Saya pikir pencarian kebahagiaan kita adalah upaya lemah lainnya untuk memahami sesuatu yang tidak dapat kita capai sendiri. Seperti penyembahan, keselamatan, dan pembenaran yang sejati, kita memahami hal-hal yang tidak dapat dicapai dalam upaya sia-sia untuk mendapatkan kembali kedudukan ras kita yang pernah dimiliki. Kami jatuh. Dalam keadaan jatuh kita, kebahagiaan sejati tidak dapat dicapai karena kebahagiaan bukan milik kita. Bahagia itu dari Tuhan.
Sebagai makhluk yang jatuh, kita bukan hanya orang yang melakukan dosa sesekali. Kami adalah orang-orang yang telah sepenuhnya jatuh dari anugerah yang pernah dinikmati ras kami. Kita hanya bisa mencapai bayangan kebahagiaan sejati dalam waktu singkat. Bahkan kebahagiaan ini hanyalah sekilas dari kebahagiaan sejati. Ini sedikit menyedihkan bukan? Tapi itu adalah hal yang baik, karena membantu mengarahkan kita pada kebahagiaan sejati yaitu hidup dalam persekutuan dengan Tuhan.
Agustinus dari Hippo, salah satu teolog terbesar sepanjang masa, mengatakan ini, “Karena Tuhan telah menciptakan kita untuknya dan hati kita gelisah sampai beristirahat di dalam Tuhan.” Kita diciptakan untuk bersekutu dengan Tuhan. Keinginan kami sejak awal adalah untuk menjadi Tuhan kami sendiri, dan ini memutuskan persekutuan kami dengan Tuhan. Sekarang kita mencari kebahagiaan kita sendiri, tetapi itu di luar jangkauan.
Lihatlah dua paragraf di bawah ini yang diambil dari Pengakuan Agustinus:
“Betapa manisnya bagi saya untuk menyingkirkan kegembiraan tanpa hasil yang pernah saya khawatirkan akan hilang … Anda mengusir mereka dari saya, Anda yang benar, sukacita yang berdaulat. Anda mengusir mereka dari saya dan mengambil tempat mereka, Anda yang lebih manis dari semua kesenangan, meskipun bukan dari daging dan darah, Anda yang melebihi semua cahaya, namun tersembunyi lebih dalam dari rahasia apa pun di hati kami, Anda yang melampaui semua kehormatan, meskipun tidak di mata orang yang melihat semua kehormatan di sendiri… Ya Tuhan, Allahku, Cahayaku, Kekayaanku, dan Keselamatanku.”

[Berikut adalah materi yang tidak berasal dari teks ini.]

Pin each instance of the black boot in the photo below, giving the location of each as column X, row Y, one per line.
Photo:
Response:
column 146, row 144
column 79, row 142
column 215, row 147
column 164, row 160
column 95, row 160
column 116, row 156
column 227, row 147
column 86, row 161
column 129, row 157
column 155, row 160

“Aku mencari kesenangan, keagungan, kebenaran, dan jatuh terjerembab ke dalam kesedihan, kebingungan, kesalahan. Terima kasih kepada-Mu, sukacita dan kemuliaanku dan kepercayaanku, Tuhanku, terima kasih kepada-Mu atas karunia-Mu; tetapi apakah Engkau memelihara mereka kepadaku. Karena demikianlah Engkau akan memelihara aku, dan hal-hal itu akan diperbesar dan disempurnakan yang telah Engkau berikan kepadaku, dan aku sendiri akan bersama-Mu, bahkan sejak menjadi Engkau telah memberiku.”
Anda dapat merasakan gairah Agustinus terhadap Tuhan, dan pengakuannya bahwa Tuhan adalah segalanya baginya. Begitu kita menyadari bahwa segala sesuatu berasal dari Tuhan, baru kemudian kita dapat melepaskan dunia ini dan kesenangannya yang sementara, pemujaan diri, harapan palsunya.
Saya akan meninggalkan Anda dengan kata-kata Rasul Paulus:
Roma 15:13 Semoga Allah sumber pengharapan memenuhi kamu dengan segala sukacita dan damai sejahtera dalam iman, sehingga oleh kuasa Roh Kudus kamu berlimpah-limpah dalam pengharapan.